Yes…..its been a few weeks since my last post. I totally shut it down over the holidays and enjoyed ample amounts of family time and even learning a few things in the process. My kids love the show “Mythbusters” and while skeptical at first I now believe these guys can debunk almost any myth and the one that is under my skin at the moment is Security vs. Standards.
A recent InformationWeek story highlights that in a move to streamline medical records, Medicare officials have detailed plans to standardize medical files so they can be stored and delivered in comprehensive electronic files. Announced by the Centers for Medicare & Medicaid Services (CMS), the proposed standards are aimed at helping release $19 billion in federal stimulus funds. The standards are expected to be developed over a period of several months.
The program is designed to coax the medical establishment to move away from paper files and to pave the way for currently incompatible files to be accessible in standard formats. There is widespread belief that standardized electronic medical files will improve medical delivery to patients and cut costs as well. A recent study of Healthcare executives carried out by PricewaterhouseCoopers found they believe the information contained in electronic medical records will become the heath care industry’s most valuable asset, once the data becomes accessible.

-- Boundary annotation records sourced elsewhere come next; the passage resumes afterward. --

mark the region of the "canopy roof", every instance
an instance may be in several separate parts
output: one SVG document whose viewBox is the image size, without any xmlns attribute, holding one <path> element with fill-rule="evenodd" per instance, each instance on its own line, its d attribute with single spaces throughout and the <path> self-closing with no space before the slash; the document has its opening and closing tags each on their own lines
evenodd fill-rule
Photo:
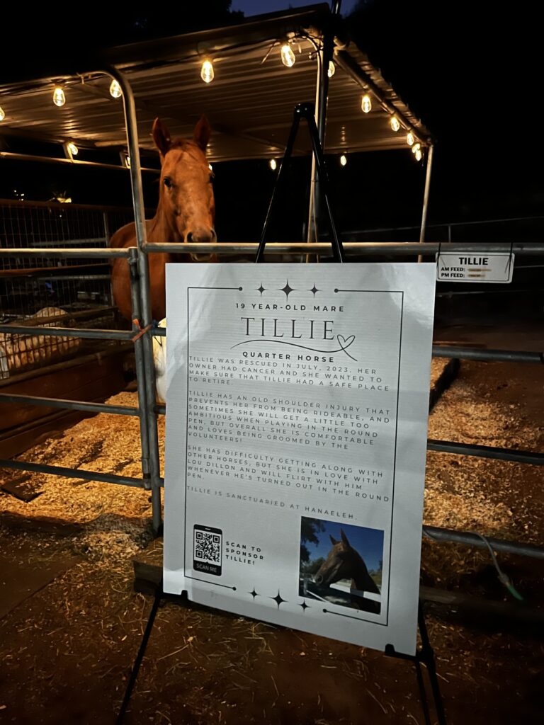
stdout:
<svg viewBox="0 0 544 725">
<path fill-rule="evenodd" d="M 315 100 L 316 47 L 322 29 L 332 20 L 328 5 L 313 5 L 257 16 L 237 25 L 111 49 L 97 58 L 96 67 L 80 67 L 78 75 L 53 75 L 50 71 L 57 69 L 48 69 L 47 78 L 0 86 L 0 107 L 5 112 L 0 136 L 123 148 L 122 102 L 110 95 L 111 78 L 101 72 L 110 63 L 125 73 L 132 86 L 143 149 L 152 148 L 150 131 L 156 117 L 173 137 L 190 136 L 204 113 L 213 129 L 210 161 L 280 156 L 294 107 Z M 281 45 L 287 38 L 296 57 L 292 67 L 281 62 Z M 200 78 L 206 58 L 213 62 L 215 79 L 210 83 Z M 70 72 L 76 63 L 67 63 Z M 428 131 L 353 42 L 337 38 L 334 64 L 326 152 L 406 149 L 408 130 L 422 144 L 428 141 Z M 66 97 L 61 108 L 52 102 L 56 84 Z M 369 113 L 361 110 L 366 92 L 372 102 Z M 390 124 L 393 114 L 401 123 L 397 133 Z M 310 151 L 308 133 L 300 132 L 294 153 Z"/>
</svg>

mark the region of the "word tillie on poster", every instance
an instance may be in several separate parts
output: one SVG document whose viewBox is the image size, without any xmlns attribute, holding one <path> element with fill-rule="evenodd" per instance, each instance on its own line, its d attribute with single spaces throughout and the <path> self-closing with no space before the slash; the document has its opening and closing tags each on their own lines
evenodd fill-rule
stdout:
<svg viewBox="0 0 544 725">
<path fill-rule="evenodd" d="M 413 654 L 434 273 L 167 267 L 165 592 Z"/>
</svg>

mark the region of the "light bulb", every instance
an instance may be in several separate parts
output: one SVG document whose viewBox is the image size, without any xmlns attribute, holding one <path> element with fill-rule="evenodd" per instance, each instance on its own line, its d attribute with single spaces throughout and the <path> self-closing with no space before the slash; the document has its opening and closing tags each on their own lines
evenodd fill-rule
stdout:
<svg viewBox="0 0 544 725">
<path fill-rule="evenodd" d="M 281 46 L 281 62 L 284 65 L 287 65 L 288 68 L 294 65 L 294 61 L 297 59 L 294 57 L 294 53 L 293 53 L 291 49 L 291 46 L 286 43 L 284 45 Z"/>
<path fill-rule="evenodd" d="M 121 86 L 119 85 L 117 80 L 114 78 L 110 84 L 110 95 L 112 98 L 120 98 L 123 95 L 123 91 L 121 91 Z"/>
<path fill-rule="evenodd" d="M 61 106 L 64 106 L 66 103 L 65 92 L 59 86 L 56 86 L 55 89 L 53 91 L 53 103 L 55 106 L 58 106 L 59 108 L 60 108 Z"/>
<path fill-rule="evenodd" d="M 400 128 L 400 124 L 398 122 L 398 118 L 397 118 L 396 116 L 392 116 L 391 117 L 391 120 L 390 121 L 390 123 L 391 124 L 391 128 L 393 129 L 393 130 L 396 133 L 397 131 Z"/>
<path fill-rule="evenodd" d="M 205 83 L 210 83 L 215 76 L 211 60 L 205 60 L 200 69 L 200 78 Z"/>
</svg>

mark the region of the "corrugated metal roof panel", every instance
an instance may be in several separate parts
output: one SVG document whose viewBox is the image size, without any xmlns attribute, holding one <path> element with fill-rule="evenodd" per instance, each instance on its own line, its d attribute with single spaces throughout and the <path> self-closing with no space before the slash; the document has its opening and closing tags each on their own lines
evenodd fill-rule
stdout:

Frankly with all this I agree however I cannot understand why more folks are not talking about the security beaches that have been rampant with both internal and external firms converting our paper based health records to electronic form. At HDS we are working with our customers daily to help them create the most secure data environments imaginable and actively participate with:
* U.S. cyber security standards - ANSI/INCITS CS1
* World Wide Web Consortium (W3C) - Key Web standards
* IT Security Techniques - ISO/IEC JTC1 SC27
* SCSI and Object-based Storage (OSD) security - ANSI/INCITS T10
* Security standards for U.S. Government - NIST/CSD Computer Security Resource Center
and many others as well that are too numerous to list. It may not really be a “chicken and egg” problem but I bet once we starting getting more serious about data security in Healthcare we will have created a more fertile environment for EHR data standards to grow and flourish.